Retirement plans

Investors will soon have many options to invest for their retirement. Several mutual fund houses, such as SBI, Reliance, Axis, DSP BlackRock, among others, are getting ready to launch their retirement products. Only three fund houses – UTI, Franklin Templeton and Tata – currently offer retirement plans in the country. Mutual funds have been clamouring for approval of their retirement products for a long time. They also wanted these products to be included in the Section 80C basket, which allows tax deduction of up to R1.5 lakh on certain investments. Finally, their prayers have been granted. Until recently, only insurance companies were allowed to offer pension products in India.

A cursory look at the offer documents reveal that these schemes offer various investment options to investors. Depending on their risk profiles, investors can choose different combinations of equity and debt. Typically, the most aggressive investment option would have maximum allocation to equity and a very conservative portfolio would have maximum allocation to debt. A combination of debt and equity would take care of the risk profiles that fall between these two extremes.

These various investment options shouldn’t be confusing for a regular mutual fund investor. An investor can figure out the specifications of a plan by looking at the equity or debt component in it. A plan with 65-100 per cent equity allocation is like any equity-oriented fund. Similarly, a plan with 90-95 per cent debt allocation is a pure debt plan. Mutual fund investors may also find investment allocations similar to balance funds, MIPs and so on. All an investor has to do is to pick an investment option that matches his risk profile and investment objective.

Since these schemes are expected to pool savings for retirement, you have the option to lock-in the money till your retirement or redeem it before that. To discourage investors from exiting from the scheme before their retirement, fund houses have lined up stiff exit loads for early redemptions.

Reliance’s product, apart from the two existing retirement funds from UTI and Templeton, qualifies for tax deduction under Section 80C. Other fund houses are also hopeful of getting similar exemption.

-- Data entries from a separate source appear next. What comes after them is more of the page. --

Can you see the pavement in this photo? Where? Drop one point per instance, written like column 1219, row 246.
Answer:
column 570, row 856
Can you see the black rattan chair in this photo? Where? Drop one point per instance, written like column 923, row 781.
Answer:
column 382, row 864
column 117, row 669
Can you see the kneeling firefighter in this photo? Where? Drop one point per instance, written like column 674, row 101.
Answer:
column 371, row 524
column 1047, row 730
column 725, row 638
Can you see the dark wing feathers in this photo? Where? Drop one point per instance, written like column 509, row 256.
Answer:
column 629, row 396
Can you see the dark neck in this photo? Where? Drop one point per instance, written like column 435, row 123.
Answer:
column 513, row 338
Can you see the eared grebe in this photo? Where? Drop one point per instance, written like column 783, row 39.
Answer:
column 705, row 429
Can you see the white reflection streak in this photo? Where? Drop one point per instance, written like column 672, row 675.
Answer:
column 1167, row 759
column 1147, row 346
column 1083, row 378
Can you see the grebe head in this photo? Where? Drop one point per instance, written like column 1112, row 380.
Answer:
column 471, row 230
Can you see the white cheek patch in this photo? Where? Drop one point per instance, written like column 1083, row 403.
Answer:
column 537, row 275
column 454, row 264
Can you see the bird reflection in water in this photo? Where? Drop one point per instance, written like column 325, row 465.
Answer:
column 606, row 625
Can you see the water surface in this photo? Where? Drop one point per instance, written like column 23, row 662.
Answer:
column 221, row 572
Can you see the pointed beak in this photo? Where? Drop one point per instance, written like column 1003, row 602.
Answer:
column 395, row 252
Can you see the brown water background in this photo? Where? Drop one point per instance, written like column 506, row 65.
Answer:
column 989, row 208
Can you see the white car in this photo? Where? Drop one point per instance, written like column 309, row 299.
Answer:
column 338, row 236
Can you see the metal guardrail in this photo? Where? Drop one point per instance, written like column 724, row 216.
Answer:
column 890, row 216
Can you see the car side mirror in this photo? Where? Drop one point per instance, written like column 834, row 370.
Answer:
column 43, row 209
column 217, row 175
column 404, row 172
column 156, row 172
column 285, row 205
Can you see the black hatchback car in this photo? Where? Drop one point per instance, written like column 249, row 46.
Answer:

However, this is likely to pose a serious challenge to common investors as most of them typically exhaust most of the available limit under Section 80C with their EPF contributions and life insurance policies. ELSS is also going to compete with these retirement products. That could make the choice tricky for most investors.

Also, since some of these schemes do not have a mandatory lock-in period like all other permitted investments under Section 80C, it is entirely up to an investor to stick to his investments. It remains to be seen how many investors will have the discipline and courage to continue with their investment plan in adverse market conditions, as these retirement products allow investors to exit them after paying a slightly higher exit load.